For seconds, perhaps a full minute, there was a flareback that beat at Storm with a wave of blast heat. Then a core of yellow showed at the centre point of the beam, the yellow spreading outward in a circle. The colour deepened. Harsh fumes spreading from that contact point made Storm cough, his eyes stream. But he held the blaster steady for another long moment before he started to depress the barrel slowly, drawing the yellow mark down in a line toward the floor.
As the light began to pulse, he knew that the charge was nearing exhaustion. What if he had guessed wrong and thrown away the blaster without achieving their freedom? Storm held the weapon tensely while those pulsations grew more ragged, until the pressure of his finger on the firing button brought no response.
To his vast disappointment the wall, save for that heat scar, looked as staunch as it had been on his first examination. He could not wait to know the truth. Reversing the blaster so its stock was a club, he ran forward in spite of the lingering heat, to thrust the butt into the scar with all the force of his weight and strength behind it.
There was a shock that made the Terran grunt as the metal stock met the blocks. But it wasn’t the blaster that gave. A whole section where the flame had licked moved outward –perhaps not very much. But he had felt it give. Heartened he struck again. The section of blocks broke apart, not along the joints where they had been mortared together, but in the middle of the stone squares themselves – proving once again that the building material of the unknown aliens was more enduring than the products of nature.

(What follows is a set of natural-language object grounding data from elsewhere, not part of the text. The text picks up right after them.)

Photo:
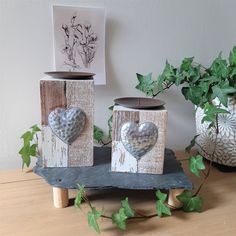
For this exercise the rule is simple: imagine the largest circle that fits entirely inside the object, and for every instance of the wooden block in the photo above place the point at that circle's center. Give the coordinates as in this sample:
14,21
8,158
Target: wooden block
152,161
58,93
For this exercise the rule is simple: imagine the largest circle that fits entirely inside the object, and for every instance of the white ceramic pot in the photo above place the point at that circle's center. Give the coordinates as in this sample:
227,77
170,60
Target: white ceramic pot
225,152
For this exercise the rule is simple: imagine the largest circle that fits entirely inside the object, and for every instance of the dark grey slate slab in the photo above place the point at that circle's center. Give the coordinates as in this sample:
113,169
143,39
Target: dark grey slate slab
99,176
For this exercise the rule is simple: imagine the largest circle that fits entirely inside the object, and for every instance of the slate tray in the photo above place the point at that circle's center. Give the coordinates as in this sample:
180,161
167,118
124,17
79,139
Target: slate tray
99,176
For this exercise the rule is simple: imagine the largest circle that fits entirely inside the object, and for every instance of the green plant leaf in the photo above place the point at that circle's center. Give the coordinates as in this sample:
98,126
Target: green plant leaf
93,216
27,137
119,218
196,164
128,210
145,84
35,128
33,150
186,64
25,155
190,203
161,196
192,144
79,196
162,209
219,67
232,56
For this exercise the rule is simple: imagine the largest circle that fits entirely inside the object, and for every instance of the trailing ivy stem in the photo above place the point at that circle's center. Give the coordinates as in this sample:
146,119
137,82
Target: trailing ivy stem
167,87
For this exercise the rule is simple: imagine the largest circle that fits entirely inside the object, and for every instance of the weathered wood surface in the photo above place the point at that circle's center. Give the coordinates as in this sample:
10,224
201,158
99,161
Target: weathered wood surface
152,161
52,96
67,94
81,94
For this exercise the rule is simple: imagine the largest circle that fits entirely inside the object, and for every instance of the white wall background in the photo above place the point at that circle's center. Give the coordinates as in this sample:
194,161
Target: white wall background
140,34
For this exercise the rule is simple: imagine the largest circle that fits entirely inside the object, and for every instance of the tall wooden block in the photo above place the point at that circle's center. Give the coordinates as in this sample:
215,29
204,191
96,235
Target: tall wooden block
66,94
122,159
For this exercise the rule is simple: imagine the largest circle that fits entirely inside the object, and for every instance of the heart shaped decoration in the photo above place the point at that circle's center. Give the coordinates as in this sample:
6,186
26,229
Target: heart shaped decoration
138,139
67,124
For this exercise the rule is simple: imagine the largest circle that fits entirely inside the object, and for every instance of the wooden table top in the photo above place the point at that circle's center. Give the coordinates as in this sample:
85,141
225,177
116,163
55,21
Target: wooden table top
26,208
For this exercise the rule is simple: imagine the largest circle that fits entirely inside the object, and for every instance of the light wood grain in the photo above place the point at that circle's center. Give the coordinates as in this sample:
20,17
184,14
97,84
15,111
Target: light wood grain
26,209
152,161
52,96
81,94
58,93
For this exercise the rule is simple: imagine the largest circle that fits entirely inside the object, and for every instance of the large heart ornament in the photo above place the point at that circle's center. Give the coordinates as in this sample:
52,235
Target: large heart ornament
67,124
138,139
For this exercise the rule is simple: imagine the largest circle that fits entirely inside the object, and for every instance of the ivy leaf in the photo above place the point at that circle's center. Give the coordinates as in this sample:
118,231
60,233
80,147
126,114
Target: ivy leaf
192,144
161,208
27,137
232,56
128,210
145,84
93,216
222,92
161,196
35,128
97,133
219,67
120,218
33,150
190,203
79,196
196,164
186,63
25,155
211,111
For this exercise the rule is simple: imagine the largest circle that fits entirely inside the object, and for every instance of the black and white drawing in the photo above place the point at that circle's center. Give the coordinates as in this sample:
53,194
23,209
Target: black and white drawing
79,40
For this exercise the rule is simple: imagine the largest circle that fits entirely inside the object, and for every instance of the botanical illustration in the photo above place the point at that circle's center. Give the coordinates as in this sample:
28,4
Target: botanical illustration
80,41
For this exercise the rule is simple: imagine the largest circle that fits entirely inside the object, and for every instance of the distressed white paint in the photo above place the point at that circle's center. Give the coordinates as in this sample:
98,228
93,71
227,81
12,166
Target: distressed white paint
152,162
122,161
54,150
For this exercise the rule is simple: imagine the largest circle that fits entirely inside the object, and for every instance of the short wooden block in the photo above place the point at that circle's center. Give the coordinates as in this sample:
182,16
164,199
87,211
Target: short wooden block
152,161
59,93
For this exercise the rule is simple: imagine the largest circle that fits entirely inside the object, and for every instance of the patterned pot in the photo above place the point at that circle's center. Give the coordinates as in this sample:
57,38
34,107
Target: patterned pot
225,152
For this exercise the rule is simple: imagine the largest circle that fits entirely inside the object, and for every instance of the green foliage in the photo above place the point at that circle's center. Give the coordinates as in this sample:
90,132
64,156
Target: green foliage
196,164
201,85
190,203
192,144
93,216
161,208
30,145
79,196
119,218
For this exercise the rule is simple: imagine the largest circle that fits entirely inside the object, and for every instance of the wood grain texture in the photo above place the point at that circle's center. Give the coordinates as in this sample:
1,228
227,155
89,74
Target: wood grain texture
52,96
81,94
120,116
54,151
28,198
152,161
66,94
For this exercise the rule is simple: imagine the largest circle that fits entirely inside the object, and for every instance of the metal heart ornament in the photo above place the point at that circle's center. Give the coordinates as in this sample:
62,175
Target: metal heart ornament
138,139
67,124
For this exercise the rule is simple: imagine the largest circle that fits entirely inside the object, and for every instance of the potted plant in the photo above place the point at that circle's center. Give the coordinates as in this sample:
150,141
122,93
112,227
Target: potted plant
213,92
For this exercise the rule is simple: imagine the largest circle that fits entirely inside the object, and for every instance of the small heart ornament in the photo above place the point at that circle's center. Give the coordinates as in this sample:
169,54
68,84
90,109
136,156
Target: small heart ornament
68,124
138,139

Before he attacked the second time Storm allowed the wall to cool. The fumes of the ray were gone, almost as if they had been sucked away or absorbed by some quality in the air of the garden cavern. A bush with a lacy covering quivered until its iridescent leaves shook, and Surra, her fur ruffled, her eyes glinting wild and feral, crawled from under it to the roadway and stood panting before Storm.
He rubbed behind her ears, along the line of her pointed fox jaw, talking to her in that crooning speech that soothed her best. She was excited, over stimulated, and he marvelled that she had answered his call. One could never be sure with the felines, their independence kept them from being servants – companions, yes, and war comrades, but not servants to man. Each time Surra obeyed some order or summons Storm knew that obedience was by her will and not his. And he could never be sure whether his hold on her would continue. Now, under his gentling, she softened, purred, dabbing at his hands with a claw-sheathed paw. The alien trap had not taken Surra either.
They plundered the fruit gardens for another meal, filled their canteens with purified water from a miniature waterfall in one of the lake lands and waited. Until, at last, with the three of them working, they were able to handle the cooled blocks and break their way through the barrier.
Logan had been right in his surmise. No tunnel reached before them, only the mouth of another cave, and, beyond that, the light of Arzoran day. They led the horses one by one through that break, and Gorgol, who had gone out on a short scout, returned, his hands flashing in an excited message.
This place I know! Here I slew the evil flyer when I went on my man hunt. There is a trail from this place –”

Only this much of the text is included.